La geopolítica en la perspectiva energética y alimentaria devela para Venezuela un escenario de perplejidad, pues un país con una dotación privilegiada de energía fósil, hidroeléctrica y con un potencial de desarrollo de fuentes alternas, sufre una penuria equivalente a la de un país desvalido de esos recursos, en un estado permanente de conflictividad. En lo que resta de este año, para el sector agrícola de nuestro país se espera una buena cosecha de cereales y de producción avícola de proteínas, en condiciones precarias de financiamiento, inseguridad y con problemas de abastecimiento de materias primas e insumos.

En el mundo, desde hace 10 años el aliciente para invertir en la producción de energía decayó, mostrando su declive antes del bloqueo de Suez, de la pandemia y de la guerra de Ucrania. La inminente insuficiencia relativa de la oferta ya estaba revelando los signos de su fragilidad en la generación y distribución de fluido eléctrico, de combustibles, de gas, a la cual se debe agregar la escasa contribución de fuentes alternas. Eran anuncios del fin de la abundancia del decenio que le precedió, en los países más avanzados.

El ritmo globalizador de la economía mundial dio señales de fatiga con el regreso al proteccionismo como reflejo de la confrontación entre EEUU y China, con la participación de las potencias de segundo nivel de Asia, de la Unión Europea, de Rusia que les rodean en connivencia, es una realidad emergente diferente a los conflictos del pasado, es decir, con respecto a las dos guerras mundiales y a la guerra fría. 

Confluyen fuerzas que alimentan la complejidad, la fragilidad, la incomprensibilidad y volatilidad de lo que puede acontecer. Como ejemplos, la reactivación del uso del carbón en tanto se encuentre desenlace con menos impacto sobre el cambio climático, el reacomodo de la producción y de la logística del gas natural y su relación con la producción y distribución de fertilizantes, el sacrificio de las ventajas derivadas del libre comercio y de una localización económica eficiente en razón de la conflictividad mundial. Todos estos eventos, en el tiempo, espacio, contexto económico, político y social están relacionados entre sí, de forma no lineal e impredecible. 

Estamos en el final de las ideologías como proyectos políticos y de las teorías conspirativas como explicación de lo que acontece, ambas presunciones vienen siendo refutadas por los hechos, pues nos encontramos en un mundo predominantemente capitalista de connivencias, no hay más espacio para el desborde arrogante de la creencia de saber todo lo ya vivido y no formular propuestas así no sean las mejores. En definitiva, agricultura y energía guardan una estrecha relación muy importante para el mundo y más para nuestro país, pero sorprendentemente, no despiertan en el discurso político de Venezuela la necesidad de una narrativa relacionada con la urgencia de acometer un plan para el desarrollo de esos sectores. 
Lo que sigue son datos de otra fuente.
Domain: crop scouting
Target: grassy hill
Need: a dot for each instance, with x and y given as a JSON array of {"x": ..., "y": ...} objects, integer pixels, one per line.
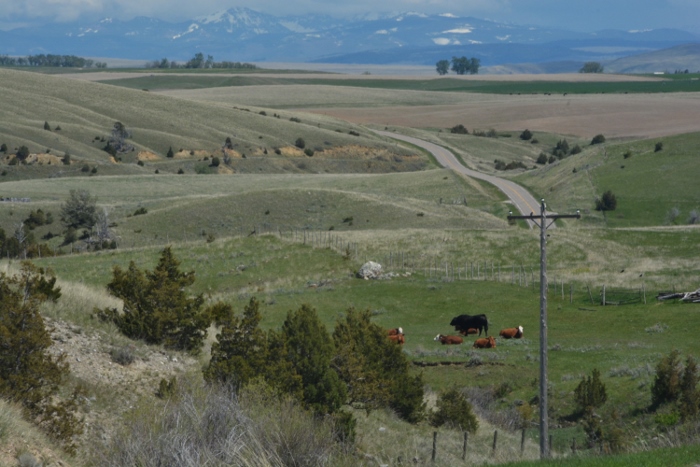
[
  {"x": 292, "y": 234},
  {"x": 81, "y": 117}
]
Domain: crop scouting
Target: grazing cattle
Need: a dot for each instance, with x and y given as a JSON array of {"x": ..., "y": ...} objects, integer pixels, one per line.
[
  {"x": 464, "y": 322},
  {"x": 453, "y": 340},
  {"x": 511, "y": 333},
  {"x": 485, "y": 343},
  {"x": 398, "y": 338}
]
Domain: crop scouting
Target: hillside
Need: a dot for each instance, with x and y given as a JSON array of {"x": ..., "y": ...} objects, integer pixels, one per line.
[
  {"x": 292, "y": 229},
  {"x": 81, "y": 116},
  {"x": 670, "y": 60}
]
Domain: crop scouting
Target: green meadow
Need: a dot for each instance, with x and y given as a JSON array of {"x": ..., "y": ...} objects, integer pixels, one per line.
[{"x": 294, "y": 229}]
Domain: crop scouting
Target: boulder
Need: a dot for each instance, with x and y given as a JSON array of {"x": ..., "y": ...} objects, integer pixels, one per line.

Los debates deben tomar distancia de las disputas políticas y ser pensados con sentido económico estratégico sin diferimiento. Hay más claridad en el planteamiento del presidente Gustavo Petro en el caso de Monómeros Colombo Venezolanos S.A. que de nuestro lado, mientras en Colombia se diserta sobre la importancia de la producción de fertilizantes para la agricultura de su país, del buen funcionamiento de la empresa y de la intención de comprar hasta un 51 % del capital accionario, del lado nuestro, la diatriba sigue el curso político de la búsqueda de responsables del desastre. 

Hay que romper el cerco de los extremos, no estamos solos y nos necesitamos todos, nadie va a venir del resto del mundo a salvar una sociedad que en medio de la abundancia de recursos externos (más de 500.000 millones de $ USD), internos convencionales (petróleo, gas natural, hierro, bauxita, minerales y piedras preciosas) y ahora para completar coltán y quizás tierras raras. Es necesario abandonar la idea del conflicto permanente de querer ganar a través del aniquilamiento del supuesto adversario.